As Thursday night's vote approached, Republican leaders, realizing they didn't have the votes, shut down the chamber, canceled plans to be in session Friday and sent members home until after Christmas. In a private meeting, Boehner bid them good riddance with a prayer: 'God grant me the serenity to accept the things I cannot change.'

A beaten Boehner stood before the cameras Friday morning to give a postmortem. 'It's not the outcome that I wanted,' he said, but 'that was the will of the House.'

...

Thursday night's rebellion, by shifting responsibility to the White House and the Senate, actually increases the likelihood of tax hikes, but the rampaging Republicans weren't contrite on Friday morning. 'The speaker has been talking about tax increases ' that's all he's been talking about,' Rep. Tim Huelskamp (R-Kan.) said on MSNBC. 'That's been the frustration.'

As if to demonstrate just how unreasonable he could be, Huelskamp added a gratuitous opinion that those seeking stricter gun control after the Newtown shooting are 'politicizing the issue.'

... finds that no matter where you start, you can't get away from how badly the right has played gun issues in the wake of Sandy Hook.

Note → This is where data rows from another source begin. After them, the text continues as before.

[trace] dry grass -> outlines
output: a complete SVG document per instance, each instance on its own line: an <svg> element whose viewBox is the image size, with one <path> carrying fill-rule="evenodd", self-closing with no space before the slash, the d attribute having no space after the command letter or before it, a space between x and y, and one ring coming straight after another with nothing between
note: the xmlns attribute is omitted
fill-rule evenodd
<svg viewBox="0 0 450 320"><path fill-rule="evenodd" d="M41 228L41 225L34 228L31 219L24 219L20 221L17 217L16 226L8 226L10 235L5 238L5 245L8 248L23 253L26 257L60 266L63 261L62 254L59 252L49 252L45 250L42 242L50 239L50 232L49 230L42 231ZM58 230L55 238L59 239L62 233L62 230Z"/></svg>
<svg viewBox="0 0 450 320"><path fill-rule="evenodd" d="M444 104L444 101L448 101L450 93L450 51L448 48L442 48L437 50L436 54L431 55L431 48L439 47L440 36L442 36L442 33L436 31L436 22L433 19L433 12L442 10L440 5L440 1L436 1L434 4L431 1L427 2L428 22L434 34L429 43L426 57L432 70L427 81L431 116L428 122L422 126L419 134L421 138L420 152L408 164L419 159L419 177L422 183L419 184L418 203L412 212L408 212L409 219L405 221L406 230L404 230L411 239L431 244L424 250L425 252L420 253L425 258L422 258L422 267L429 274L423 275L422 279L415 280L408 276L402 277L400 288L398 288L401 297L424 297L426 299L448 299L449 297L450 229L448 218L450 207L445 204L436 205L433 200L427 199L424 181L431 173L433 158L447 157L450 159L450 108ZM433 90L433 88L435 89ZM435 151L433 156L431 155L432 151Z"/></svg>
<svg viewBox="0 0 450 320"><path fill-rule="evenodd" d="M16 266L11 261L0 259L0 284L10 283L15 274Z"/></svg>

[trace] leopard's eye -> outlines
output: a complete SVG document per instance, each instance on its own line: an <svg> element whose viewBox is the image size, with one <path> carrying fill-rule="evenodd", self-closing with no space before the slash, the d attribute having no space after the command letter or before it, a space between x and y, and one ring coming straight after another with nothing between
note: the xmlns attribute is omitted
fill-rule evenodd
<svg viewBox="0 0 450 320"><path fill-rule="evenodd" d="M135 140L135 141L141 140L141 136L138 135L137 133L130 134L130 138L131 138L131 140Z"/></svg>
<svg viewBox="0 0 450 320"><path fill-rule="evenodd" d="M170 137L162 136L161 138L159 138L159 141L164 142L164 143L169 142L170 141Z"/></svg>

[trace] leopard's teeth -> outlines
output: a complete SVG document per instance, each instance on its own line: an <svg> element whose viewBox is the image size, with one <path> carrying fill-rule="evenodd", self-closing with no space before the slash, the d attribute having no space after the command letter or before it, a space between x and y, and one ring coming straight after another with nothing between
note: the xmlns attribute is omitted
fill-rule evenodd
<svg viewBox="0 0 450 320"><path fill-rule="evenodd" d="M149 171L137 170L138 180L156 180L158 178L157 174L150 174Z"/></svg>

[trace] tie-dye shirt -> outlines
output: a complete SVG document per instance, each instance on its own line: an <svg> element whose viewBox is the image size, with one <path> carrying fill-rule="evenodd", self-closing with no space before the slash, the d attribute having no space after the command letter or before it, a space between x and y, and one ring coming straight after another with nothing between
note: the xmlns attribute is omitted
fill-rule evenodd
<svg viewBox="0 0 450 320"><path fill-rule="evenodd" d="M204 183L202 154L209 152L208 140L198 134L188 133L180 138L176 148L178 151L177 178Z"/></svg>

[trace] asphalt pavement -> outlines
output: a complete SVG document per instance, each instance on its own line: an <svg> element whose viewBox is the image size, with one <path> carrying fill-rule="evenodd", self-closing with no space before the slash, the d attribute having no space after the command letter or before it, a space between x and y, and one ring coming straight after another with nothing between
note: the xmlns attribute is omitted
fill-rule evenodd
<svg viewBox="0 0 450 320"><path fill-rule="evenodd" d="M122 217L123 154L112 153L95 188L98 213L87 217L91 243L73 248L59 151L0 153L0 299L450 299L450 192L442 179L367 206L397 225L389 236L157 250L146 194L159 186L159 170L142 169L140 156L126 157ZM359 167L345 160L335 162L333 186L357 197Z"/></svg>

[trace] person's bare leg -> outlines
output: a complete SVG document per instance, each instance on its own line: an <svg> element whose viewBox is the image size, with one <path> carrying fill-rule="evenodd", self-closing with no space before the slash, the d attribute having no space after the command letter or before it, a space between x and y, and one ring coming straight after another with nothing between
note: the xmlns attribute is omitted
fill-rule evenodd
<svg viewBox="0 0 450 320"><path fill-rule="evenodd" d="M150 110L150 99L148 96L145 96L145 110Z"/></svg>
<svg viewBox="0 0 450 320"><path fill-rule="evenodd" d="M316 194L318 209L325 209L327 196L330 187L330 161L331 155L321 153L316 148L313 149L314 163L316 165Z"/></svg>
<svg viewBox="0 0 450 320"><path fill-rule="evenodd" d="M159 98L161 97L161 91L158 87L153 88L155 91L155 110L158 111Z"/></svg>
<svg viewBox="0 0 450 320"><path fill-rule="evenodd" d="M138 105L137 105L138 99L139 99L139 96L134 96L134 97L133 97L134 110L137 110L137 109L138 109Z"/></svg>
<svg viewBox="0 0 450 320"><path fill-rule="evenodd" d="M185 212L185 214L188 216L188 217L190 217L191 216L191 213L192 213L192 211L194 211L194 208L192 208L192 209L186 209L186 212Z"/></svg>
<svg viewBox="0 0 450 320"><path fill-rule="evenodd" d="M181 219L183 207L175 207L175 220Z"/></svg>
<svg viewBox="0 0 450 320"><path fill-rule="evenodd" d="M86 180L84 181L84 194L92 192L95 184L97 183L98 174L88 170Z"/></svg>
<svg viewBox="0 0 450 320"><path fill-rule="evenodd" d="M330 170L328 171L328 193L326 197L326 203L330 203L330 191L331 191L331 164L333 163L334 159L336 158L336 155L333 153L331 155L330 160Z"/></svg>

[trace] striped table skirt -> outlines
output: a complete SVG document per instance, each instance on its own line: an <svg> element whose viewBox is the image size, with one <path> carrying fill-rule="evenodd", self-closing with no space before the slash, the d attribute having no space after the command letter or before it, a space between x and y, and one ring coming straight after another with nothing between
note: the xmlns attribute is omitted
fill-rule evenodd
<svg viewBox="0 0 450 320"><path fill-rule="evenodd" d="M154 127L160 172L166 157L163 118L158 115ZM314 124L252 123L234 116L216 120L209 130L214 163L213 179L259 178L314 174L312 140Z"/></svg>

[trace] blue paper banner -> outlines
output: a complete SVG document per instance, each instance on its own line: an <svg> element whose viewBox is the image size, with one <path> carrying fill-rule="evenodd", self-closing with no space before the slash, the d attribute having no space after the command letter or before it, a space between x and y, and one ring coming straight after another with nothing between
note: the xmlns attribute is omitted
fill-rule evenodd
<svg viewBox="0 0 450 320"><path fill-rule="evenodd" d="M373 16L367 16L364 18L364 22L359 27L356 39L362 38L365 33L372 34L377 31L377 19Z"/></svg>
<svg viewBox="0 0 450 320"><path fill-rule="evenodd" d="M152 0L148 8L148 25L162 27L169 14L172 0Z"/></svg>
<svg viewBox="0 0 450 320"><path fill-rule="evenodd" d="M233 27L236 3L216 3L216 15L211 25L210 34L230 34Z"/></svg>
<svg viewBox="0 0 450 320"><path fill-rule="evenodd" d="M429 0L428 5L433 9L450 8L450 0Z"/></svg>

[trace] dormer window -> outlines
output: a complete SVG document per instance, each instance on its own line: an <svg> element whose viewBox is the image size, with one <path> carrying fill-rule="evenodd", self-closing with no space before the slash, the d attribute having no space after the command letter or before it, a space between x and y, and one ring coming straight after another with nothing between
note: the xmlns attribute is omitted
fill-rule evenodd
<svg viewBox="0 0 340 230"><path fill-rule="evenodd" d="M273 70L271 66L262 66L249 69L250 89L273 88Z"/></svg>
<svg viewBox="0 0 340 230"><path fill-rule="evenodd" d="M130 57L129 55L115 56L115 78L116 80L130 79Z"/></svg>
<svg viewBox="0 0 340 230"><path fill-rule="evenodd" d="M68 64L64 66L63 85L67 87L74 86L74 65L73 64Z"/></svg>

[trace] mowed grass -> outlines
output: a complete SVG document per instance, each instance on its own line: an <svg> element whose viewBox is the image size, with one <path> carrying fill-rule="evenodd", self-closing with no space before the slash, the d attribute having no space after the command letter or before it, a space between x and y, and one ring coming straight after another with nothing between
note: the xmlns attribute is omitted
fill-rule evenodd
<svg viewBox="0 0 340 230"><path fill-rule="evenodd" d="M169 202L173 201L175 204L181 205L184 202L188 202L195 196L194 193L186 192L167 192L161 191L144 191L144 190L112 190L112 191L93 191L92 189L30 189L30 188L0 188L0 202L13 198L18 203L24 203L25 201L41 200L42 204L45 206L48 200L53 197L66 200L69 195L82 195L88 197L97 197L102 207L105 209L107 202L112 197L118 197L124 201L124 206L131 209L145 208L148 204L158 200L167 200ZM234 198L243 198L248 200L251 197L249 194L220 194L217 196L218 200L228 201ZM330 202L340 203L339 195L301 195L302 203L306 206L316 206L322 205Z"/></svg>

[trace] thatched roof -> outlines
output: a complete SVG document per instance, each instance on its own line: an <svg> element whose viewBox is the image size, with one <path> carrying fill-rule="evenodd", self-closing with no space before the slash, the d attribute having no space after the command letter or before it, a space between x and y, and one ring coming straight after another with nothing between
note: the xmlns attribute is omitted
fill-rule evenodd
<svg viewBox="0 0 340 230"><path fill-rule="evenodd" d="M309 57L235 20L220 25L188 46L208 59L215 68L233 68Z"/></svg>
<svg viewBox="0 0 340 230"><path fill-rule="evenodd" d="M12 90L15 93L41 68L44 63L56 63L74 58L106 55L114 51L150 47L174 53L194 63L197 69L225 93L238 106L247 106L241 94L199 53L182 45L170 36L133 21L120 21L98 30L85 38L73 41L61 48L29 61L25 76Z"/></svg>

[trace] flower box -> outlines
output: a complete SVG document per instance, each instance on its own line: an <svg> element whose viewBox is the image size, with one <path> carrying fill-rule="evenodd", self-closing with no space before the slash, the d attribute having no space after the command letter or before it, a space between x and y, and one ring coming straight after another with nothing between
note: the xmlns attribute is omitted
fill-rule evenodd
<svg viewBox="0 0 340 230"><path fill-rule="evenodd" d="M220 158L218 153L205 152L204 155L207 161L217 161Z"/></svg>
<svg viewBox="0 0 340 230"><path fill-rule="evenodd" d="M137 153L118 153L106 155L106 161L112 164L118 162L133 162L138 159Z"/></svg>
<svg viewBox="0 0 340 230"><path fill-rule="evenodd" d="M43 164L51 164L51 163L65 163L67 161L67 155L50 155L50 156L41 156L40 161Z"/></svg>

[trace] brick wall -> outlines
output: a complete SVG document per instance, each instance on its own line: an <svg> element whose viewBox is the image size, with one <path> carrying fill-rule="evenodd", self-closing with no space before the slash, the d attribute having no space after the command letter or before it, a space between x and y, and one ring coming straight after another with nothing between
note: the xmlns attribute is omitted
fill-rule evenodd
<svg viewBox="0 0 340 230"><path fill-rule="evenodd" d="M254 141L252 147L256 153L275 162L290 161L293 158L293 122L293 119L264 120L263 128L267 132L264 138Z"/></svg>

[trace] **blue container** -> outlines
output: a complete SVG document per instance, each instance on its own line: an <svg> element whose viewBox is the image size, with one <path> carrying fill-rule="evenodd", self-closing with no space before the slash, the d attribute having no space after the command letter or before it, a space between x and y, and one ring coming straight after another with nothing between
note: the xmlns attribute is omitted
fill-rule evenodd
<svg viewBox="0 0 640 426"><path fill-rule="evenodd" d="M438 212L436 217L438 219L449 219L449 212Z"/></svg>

Chris Cillizza does manage to stay on topic, but doesn't exactly surprise anyone with his "worst week in Washington"

When you make a public threat, you'd better be able to back it up.

John Boehner learned that lesson the hardest way possible this past week.  ...

As the vote went down before it even came up, one message came through loud and clear: Boehner doesn't have control of his conference. Politically speaking, that's a tough reality to recover from.

Thomas Friedman makes a rare appearance on this page.
The political obsessions of the Republican base ' from denying global warming to defending assault weapons to opposing any tax increases under any conditions, to resisting any immigration reform ' are making it impossible to be a Republican moderate, said Carville. And without more Republican moderates, there is no way to strike the kind of centrist bargains that have been at the heart of American progress ' that got us where we are and are essential for where we need to go.

Republican politicians today have a choice: either change your base by educating and leading G.O.P. voters back to the center-right from the far right, or start a new party that is more inclusive, focused on smaller but smarter government and market-based, fact-based solutions to our biggest problems.

In other words, even the most deeply embedded inside the beltway pundits are having an increasingly hard time pretending that the current Republican Party is anything other than a gathering of kooks. Won't someone at least provide a little cover?

New Scientist looks at stem cells that aren't exactly embryonic. In fact, they're kind of the opposite.

Dead bodies can provide organs for transplants, now they might become a source of stem cells too. Huge numbers of stem cells can still be mined from bone marrow five days after death to be potentially used in a variety of life-saving treatments.